There has been considerable discussion regarding the engraved initials GS beneath the German prince's crown which appears on the body of the tureens and on the stands. It was suggested that the initials could be for Prince George Friedrich Carl, Duke of Saxe-Meiningen (1763-1803), however there is no evidence to connect the tureens with the house of Saxe-Meiningen. If the assumption that the engraving dates from the time of manufacture is put to one side there are a number of further possibilities. A date in the early 19th century for the engraving makes it possible for the tureens to have belonged to Prince Georg Carl Friedrich, Duke of Saxe-Altenburg (1796-1853), Prince Georg I Wilhelm, Prince of Schaumberg-Lippe (1784-1860) or Prince Gunther Friedrich Karl II, Prince of Schwarzburg-Sondershausen (1801-1889). If one follows the convention used by the children of King George III of Great Britain, who regularly presented personal gifts engraved with their initials, the GS initials could relate to the Christian names of the owner. The pots à oille from the Ephrussi collection, apparently unengraved, and a further pair of tureens by Auguste of the same date, engraved with an Irish crest, in a private collection, suggest that these pieces may have formed a dinner service sold in the years following the French Revolution.

Baron Robert de Rothschild (1880-1946) was the youngest son of Gustave de Rothschild (1829-1911) and his wife Cecile Anspach (1840-1912). He married, in 1907, Gabrielle Beer (1886-1945). In keeping with the Rothschild family tradition he was both a great collector and a philanthropist. His interest in the work of Robert-Joseph Auguste is shown by his ownership not only of the present magnificent pair of tureens but also a pair of wine-coolers and two glasses coolers which were also exhibited in 1926 at the Exposition d'orfèvrerie française civile hosted by the Musée des Arts Décoratifs (p. 23, no. 140 and 141). The Riahi tureens appear in a black and white photograph of the exhibition (published in C. Bouchon, Le baron Robert de Rothschild (1880-1946), collectionneur et mécène, fig. 9) but they do not appear to be listed in the catalogue. His generosity also enabled the Musée des Arts Décoratifs to purchase a number of drawings arrtibuted to Auguste's workshop when they came up at auction in 1925.

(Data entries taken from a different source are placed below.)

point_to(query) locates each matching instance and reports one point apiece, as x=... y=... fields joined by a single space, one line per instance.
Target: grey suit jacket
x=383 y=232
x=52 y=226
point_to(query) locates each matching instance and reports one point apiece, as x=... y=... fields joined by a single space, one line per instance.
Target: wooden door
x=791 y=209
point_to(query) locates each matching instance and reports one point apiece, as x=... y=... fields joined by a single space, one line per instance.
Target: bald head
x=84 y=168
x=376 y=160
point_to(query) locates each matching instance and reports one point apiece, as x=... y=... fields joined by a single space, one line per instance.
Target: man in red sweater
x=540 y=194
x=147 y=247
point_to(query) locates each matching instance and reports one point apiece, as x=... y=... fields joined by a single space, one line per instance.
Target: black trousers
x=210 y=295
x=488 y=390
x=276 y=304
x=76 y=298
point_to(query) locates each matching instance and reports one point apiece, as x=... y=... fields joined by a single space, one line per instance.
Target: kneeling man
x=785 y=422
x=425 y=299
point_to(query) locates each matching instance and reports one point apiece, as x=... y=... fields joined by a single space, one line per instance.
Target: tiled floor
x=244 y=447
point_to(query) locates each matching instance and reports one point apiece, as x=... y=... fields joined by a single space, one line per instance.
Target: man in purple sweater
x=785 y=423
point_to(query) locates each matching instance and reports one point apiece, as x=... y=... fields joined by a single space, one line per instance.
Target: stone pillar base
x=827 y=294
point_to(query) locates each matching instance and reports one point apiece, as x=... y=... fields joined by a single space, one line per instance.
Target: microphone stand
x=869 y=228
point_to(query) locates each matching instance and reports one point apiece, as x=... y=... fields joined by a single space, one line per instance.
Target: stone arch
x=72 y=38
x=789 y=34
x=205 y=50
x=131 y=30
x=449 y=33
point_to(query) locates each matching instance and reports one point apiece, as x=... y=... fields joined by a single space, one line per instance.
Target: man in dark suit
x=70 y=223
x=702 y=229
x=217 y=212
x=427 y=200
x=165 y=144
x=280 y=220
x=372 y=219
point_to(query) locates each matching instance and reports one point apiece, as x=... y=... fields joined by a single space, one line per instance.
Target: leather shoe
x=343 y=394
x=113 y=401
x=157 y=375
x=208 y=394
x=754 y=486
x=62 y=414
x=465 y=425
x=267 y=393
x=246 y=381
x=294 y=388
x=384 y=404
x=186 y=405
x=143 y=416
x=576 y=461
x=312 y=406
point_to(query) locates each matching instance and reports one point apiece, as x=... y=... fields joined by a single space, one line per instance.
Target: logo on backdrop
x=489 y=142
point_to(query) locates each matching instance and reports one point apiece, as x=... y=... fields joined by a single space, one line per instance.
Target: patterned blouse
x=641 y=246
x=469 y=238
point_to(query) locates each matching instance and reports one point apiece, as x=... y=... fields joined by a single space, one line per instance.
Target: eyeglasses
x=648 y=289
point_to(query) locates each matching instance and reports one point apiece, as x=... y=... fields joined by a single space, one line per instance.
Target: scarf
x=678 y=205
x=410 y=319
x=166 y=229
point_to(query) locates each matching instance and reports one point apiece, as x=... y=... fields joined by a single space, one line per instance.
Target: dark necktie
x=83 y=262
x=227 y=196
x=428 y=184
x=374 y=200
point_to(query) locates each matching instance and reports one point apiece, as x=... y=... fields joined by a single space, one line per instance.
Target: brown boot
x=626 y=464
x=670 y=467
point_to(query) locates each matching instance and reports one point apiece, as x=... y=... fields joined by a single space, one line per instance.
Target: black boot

Other members of the French branch of the Rothschild family were significant collectors of French 18th century silver, and often acquired collections en bloc and then divided them up amongst different branches of the family. Alphonse de Rothschild (1868-1949), father of Guy de Rothschild and cousin to Baron Robert acquired a large part of the Hanover service made by Robert-Joseph Auguste for King George III of Great Britain as Elector of Hanover. This service was broken up after the King of Hanover sold very large holdings of plate to the Vienna dealer Gluckselig in 1924. Half of the Hanover service was acquired by Baron Alphonse, who bequeathed some pieces to the Louvre, with the remainder being sold by his heirs in 1982. These are now at Waddesdon Manor, Buckinghamshire, having been acquired by Rothschild Family Trusts in 2002. Some of these pieces may also be visible in the photograph of the vitrine, which includes the Riahi tureens, taken during the 1926 Paris exhibition cited above.